Deductions for Wage Advances
An "advance," as defined in the regulations, is the provision of money by the employer to the employee based on the "anticipation of the earning of future wages." While not stated in the regulations, it would appear this definition is sufficiently broad to include advances of vacation and/or sick pay. Note, if the employer charges interest, a fee, or some amount consisting of anything other than the amount provided the employee, this would then not constitute an "advance" for which a permitted wage deduction can be made.

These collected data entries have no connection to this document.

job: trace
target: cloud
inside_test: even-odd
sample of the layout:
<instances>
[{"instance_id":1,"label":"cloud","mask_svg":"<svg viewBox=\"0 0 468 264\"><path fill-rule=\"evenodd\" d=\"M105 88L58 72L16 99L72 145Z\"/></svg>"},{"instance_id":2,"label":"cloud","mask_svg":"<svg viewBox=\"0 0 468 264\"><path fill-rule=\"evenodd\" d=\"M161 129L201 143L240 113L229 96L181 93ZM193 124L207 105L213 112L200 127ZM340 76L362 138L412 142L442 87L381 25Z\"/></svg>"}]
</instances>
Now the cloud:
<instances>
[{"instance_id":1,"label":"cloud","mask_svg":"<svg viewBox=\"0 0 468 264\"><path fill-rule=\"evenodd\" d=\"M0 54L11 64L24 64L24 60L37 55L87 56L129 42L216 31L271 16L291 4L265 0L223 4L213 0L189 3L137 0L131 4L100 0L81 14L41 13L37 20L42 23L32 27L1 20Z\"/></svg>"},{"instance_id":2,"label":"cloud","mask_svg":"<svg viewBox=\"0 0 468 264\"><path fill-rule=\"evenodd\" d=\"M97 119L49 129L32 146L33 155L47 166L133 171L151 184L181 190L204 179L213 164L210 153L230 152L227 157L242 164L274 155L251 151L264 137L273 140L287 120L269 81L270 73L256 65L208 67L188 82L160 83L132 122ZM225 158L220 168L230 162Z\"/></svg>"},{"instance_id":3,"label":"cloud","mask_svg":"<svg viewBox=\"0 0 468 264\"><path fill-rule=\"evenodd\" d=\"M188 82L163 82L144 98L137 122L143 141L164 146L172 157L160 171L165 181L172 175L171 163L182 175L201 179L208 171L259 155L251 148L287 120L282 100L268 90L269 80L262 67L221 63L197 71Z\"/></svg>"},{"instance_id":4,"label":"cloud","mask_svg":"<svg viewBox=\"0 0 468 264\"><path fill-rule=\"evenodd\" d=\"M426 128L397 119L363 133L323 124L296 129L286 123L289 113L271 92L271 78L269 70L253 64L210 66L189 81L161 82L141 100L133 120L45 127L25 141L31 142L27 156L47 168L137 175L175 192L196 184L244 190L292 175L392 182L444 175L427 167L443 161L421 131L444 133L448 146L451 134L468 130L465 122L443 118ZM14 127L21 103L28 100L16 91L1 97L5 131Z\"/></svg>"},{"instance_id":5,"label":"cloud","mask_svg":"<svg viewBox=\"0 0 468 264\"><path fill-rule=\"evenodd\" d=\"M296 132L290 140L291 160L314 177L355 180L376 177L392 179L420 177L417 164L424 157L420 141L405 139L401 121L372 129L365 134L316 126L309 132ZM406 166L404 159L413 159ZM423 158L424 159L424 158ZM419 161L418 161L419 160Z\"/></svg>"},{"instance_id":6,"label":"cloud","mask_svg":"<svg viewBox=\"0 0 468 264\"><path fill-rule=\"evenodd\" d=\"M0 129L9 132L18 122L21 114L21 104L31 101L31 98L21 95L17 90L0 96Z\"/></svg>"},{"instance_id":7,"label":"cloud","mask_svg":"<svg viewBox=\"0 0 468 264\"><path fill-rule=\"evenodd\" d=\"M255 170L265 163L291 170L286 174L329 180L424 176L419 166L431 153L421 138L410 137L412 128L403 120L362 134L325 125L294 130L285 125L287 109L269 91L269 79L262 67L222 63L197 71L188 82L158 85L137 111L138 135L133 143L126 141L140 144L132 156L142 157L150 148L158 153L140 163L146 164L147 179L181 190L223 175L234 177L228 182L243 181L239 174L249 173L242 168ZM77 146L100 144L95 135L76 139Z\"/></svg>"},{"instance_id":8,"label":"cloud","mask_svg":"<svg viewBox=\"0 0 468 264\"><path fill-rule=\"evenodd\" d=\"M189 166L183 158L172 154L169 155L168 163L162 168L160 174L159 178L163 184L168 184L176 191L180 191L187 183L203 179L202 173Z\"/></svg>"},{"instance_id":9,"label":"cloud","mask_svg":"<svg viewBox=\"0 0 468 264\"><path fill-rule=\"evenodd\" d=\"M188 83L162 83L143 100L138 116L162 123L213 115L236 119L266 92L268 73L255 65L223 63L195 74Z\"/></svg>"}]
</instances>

There are detailed requirements and procedures governing repayment of an advance. For example, prior to the advance, the parties must agree, in writing, to the timing, duration, frequency, and method of recovery. The agreement also may allow the employer to take a total reclamation of the advance through a deduction made from the last wage payment at the employee's termination. Notably, once an advance is given, "no further advance may be given or deducted until any existing advance has been repaid in full." As with wage overpayments, the employer must adopt a procedure permitting the employee to contest the amount and frequency of deductions if s/he believes they are not in accordance with the parties' written agreement. The employer must set forth its dispute procedure in the parties' agreement to ensure the employee is aware of his/her rights prior to the advance being taken.
Failure to adhere to the authorization, notice, amounts, timing, duration, frequency, method of recovery, and dispute resolution mandates set forth in the regulations will create a presumption that the deduction does not comply with § 193 of the NYLL. In addition, employers must keep the pertinent records for at least six years after the employee's employment ends.

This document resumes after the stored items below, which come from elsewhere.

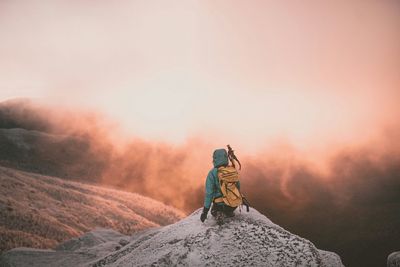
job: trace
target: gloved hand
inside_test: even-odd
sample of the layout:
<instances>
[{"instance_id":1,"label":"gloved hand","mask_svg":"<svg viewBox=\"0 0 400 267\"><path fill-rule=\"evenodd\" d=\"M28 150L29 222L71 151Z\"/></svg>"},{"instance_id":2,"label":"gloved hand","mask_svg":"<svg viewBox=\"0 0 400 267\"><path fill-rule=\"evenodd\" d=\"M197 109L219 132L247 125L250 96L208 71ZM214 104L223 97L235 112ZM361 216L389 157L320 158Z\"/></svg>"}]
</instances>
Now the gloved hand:
<instances>
[{"instance_id":1,"label":"gloved hand","mask_svg":"<svg viewBox=\"0 0 400 267\"><path fill-rule=\"evenodd\" d=\"M208 213L209 208L204 207L203 212L201 213L200 216L200 221L204 222L207 219L207 213Z\"/></svg>"}]
</instances>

In light of the above, we recommend that Employers take the following action steps:
Review and update, as needed, existing wage deduction authorization forms to ensure they meet the new standards memorialized in the final regulations;
Prepare Notice of Intent forms which will govern compliance to recoup wage overpayments via payroll deductions (or via a separate transaction in compliance with § 195-5.1(a), and (d)-(i) of the regulations);
Prepare compliant written agreements governing advances and deductions therefor;
Create dispute resolution procedures that conform to regulatory requirements for employees to contest deductions for wage overpayments and advances;
Review policies and practices which may bear on these issues to ensure they are updated; and
Ensure open communication between in-house counsel, Human Resources, Payroll, and line management in connection with the new legal requirements.